The tourism industry which contributes around 10% of the state’s Gross Domestic Product (GDP) is at its worst, since the serial bomb blast incidents across Colombo in 2019. On 21April 2019, Easter Sunday, three churches and three luxury hotels in Colombo, were targeted by suicide bombers. Following the attack, tourists stayed away from Sri Lanka for a long time. Tourism dropped by up to 70%, hitting the Sri Lankan economy very hard. The lack of tourists led to a foreign exchange crisis, with reserves falling to US $2.8 billion at the end of July 2020 while shrinking the economy by 3.6%[iii] compared to the previous year.
Before normalcy could prevail and tourism could pick up, Covid-19 hit the world, including Sri Lanka. Though the first two phases relatively spared Sri Lanka, but the third wave swept across the entire island. Though Sri Lanka fared relatively better than other countries during the initial phase of the Covid outbreak, its major export destinations like China, and European Union countries were facing severe health emergencies.
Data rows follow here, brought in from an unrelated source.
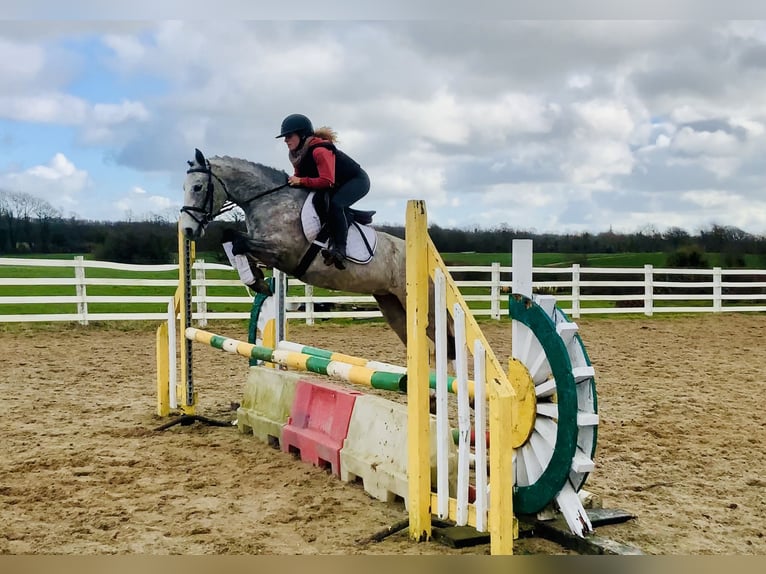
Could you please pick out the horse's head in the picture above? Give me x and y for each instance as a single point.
(201, 202)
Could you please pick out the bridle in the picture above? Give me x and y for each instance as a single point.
(205, 214)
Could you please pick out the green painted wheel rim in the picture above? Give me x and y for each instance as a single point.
(532, 498)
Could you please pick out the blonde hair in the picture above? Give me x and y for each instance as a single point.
(326, 133)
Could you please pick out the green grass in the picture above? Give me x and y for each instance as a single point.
(477, 259)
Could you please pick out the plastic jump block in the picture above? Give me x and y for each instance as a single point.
(318, 423)
(375, 449)
(266, 403)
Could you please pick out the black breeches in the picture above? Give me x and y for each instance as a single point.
(342, 198)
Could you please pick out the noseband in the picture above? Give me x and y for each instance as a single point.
(205, 214)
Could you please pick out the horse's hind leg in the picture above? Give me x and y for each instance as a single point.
(394, 314)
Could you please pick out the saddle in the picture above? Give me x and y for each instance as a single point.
(362, 239)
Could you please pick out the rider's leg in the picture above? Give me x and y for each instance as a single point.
(349, 193)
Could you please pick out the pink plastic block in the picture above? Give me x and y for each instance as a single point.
(318, 423)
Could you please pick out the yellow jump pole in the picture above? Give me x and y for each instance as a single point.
(418, 445)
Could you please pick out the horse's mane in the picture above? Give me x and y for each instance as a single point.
(247, 168)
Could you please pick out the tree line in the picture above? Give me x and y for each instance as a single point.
(30, 225)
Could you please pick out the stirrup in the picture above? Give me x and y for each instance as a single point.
(334, 257)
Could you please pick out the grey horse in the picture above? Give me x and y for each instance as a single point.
(275, 234)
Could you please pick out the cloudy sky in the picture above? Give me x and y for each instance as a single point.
(545, 125)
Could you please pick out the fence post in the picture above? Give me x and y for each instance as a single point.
(82, 302)
(199, 279)
(494, 291)
(648, 290)
(575, 290)
(521, 261)
(717, 290)
(308, 291)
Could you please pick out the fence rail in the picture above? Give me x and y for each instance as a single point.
(84, 291)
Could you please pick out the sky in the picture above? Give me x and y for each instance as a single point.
(548, 125)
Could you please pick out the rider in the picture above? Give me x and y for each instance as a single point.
(320, 166)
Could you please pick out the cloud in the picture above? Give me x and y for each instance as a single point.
(59, 182)
(555, 125)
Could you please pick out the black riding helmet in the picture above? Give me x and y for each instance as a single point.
(296, 124)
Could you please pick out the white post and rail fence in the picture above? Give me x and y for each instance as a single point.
(84, 291)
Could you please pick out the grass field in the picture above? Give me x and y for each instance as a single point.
(637, 260)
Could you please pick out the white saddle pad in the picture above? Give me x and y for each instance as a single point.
(356, 248)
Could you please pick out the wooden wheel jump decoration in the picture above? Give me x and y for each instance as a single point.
(554, 455)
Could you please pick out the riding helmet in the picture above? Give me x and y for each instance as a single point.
(296, 124)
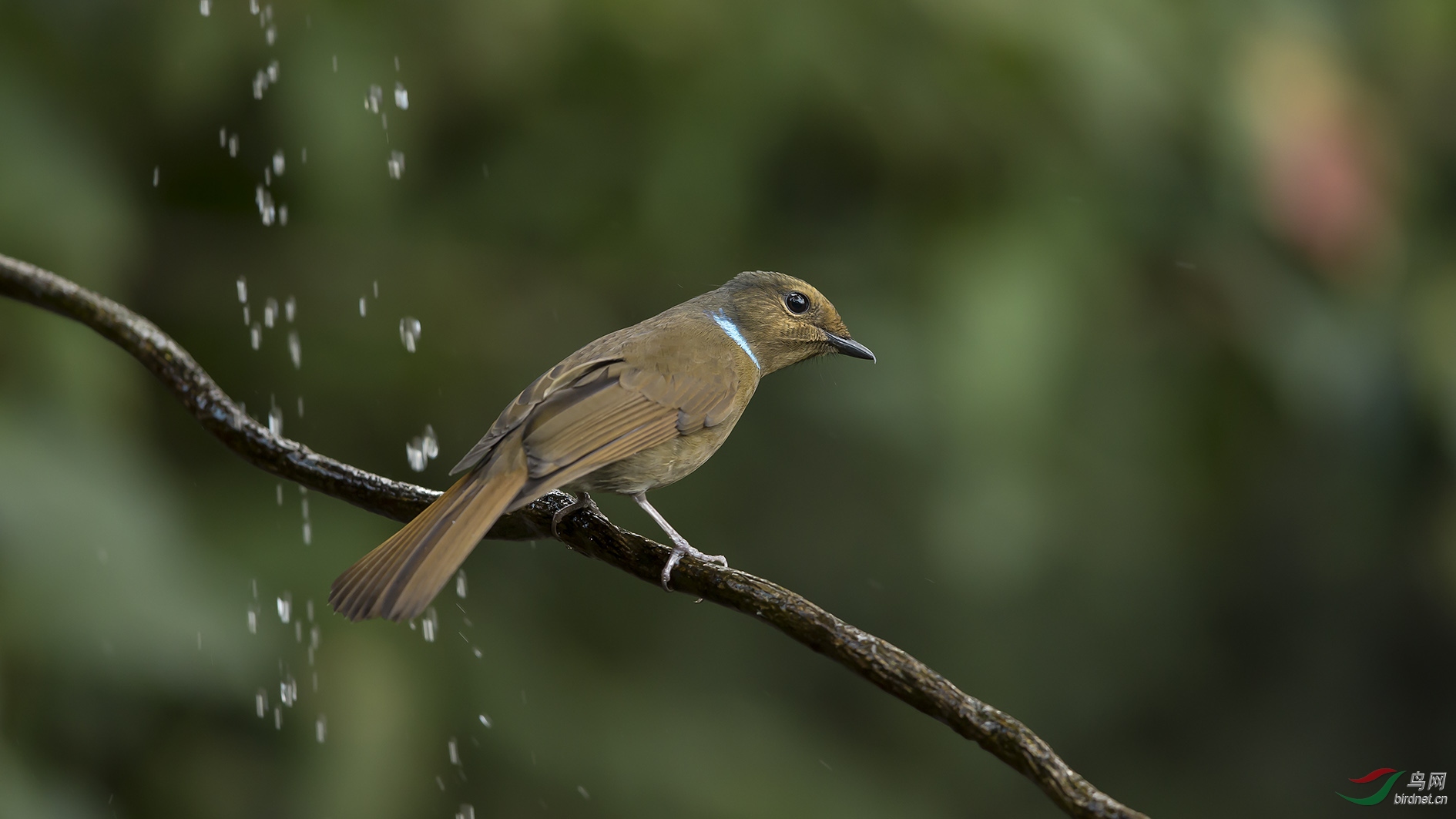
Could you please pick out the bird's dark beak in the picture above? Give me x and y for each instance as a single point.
(850, 347)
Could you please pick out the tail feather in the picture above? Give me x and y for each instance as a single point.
(402, 575)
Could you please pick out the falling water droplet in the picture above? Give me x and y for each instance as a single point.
(410, 333)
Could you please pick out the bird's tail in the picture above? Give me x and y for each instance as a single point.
(402, 575)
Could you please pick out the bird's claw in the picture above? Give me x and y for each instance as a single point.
(685, 550)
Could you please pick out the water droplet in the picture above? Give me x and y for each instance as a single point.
(410, 333)
(265, 207)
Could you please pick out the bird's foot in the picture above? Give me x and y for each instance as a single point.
(680, 549)
(582, 502)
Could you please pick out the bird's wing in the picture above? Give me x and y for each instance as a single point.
(616, 411)
(595, 354)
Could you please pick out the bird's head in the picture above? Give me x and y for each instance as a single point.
(783, 320)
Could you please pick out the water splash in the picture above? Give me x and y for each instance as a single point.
(423, 449)
(410, 333)
(265, 207)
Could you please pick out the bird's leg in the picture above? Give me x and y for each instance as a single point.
(582, 502)
(680, 545)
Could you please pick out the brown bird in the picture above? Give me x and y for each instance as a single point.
(632, 411)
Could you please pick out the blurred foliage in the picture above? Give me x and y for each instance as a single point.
(1156, 456)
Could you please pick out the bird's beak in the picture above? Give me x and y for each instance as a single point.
(850, 347)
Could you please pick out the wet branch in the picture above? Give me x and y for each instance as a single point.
(868, 656)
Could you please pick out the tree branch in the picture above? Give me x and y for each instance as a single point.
(868, 656)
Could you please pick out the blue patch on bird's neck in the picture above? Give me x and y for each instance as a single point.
(721, 317)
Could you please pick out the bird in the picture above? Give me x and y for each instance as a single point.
(632, 411)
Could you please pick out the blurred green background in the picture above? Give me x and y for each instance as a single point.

Therefore, Sri Lankan exports to these destinations were naturally interrupted affecting its foreign exchange earnings. Many garment factories, a major export item and a prime source of foreign exchange inflow for Sri Lanka, were closed for several months.
Except for construction, the Sri Lankan industry hardly received any Foreign Direct Investment (FDI) during the last few years. Adding to this, in March 2020, the Colombo Stock Exchange (CSE) experienced one of the largest one-day falls due to an outflow of foreign funds. A considerable volume of treasury bills and treasury bonds held by foreign investors reduced by 9.03% (Rs 8.236 billion) bringing the total to Rs 19.6 billion in foreign outflows during the first two weeks of the same month[iv]. The collapse of the stock exchange was obviously a consequence of Covid-19. The problem was aggravated with the drop in foreign remittances by US $2.7 billion during 2020 primarily because the Sri Lankans employed abroad were severely affected by the pandemic[v].
By now Sri Lanka was already going through a tough currency crisis. To tackle the cash crunch, the Sri Lankan Central Bank has printed Rs 800 billion over the last 18 months, thereby increasing liquidity in the economy[vi]. This infusion of money led to an increase in demand while keeping supply constant. This resulted in the basic economic problem of higher inflation which in turn led to the devaluation of the currency, making imports costlier and creating mountain pressure on foreign exchange reserves. Sri Lankan rupee started to depreciate against most major currencies from the first week of March 2020. In particular, it depreciated against the US dollar and reached Rs 198.46 (as of 30 May 2021), reporting one of the highest depreciations in its history[vii]. The current depreciation of the rupee essentially increased the country’s expenditure on its imports and resulted into a burden on its foreign debt.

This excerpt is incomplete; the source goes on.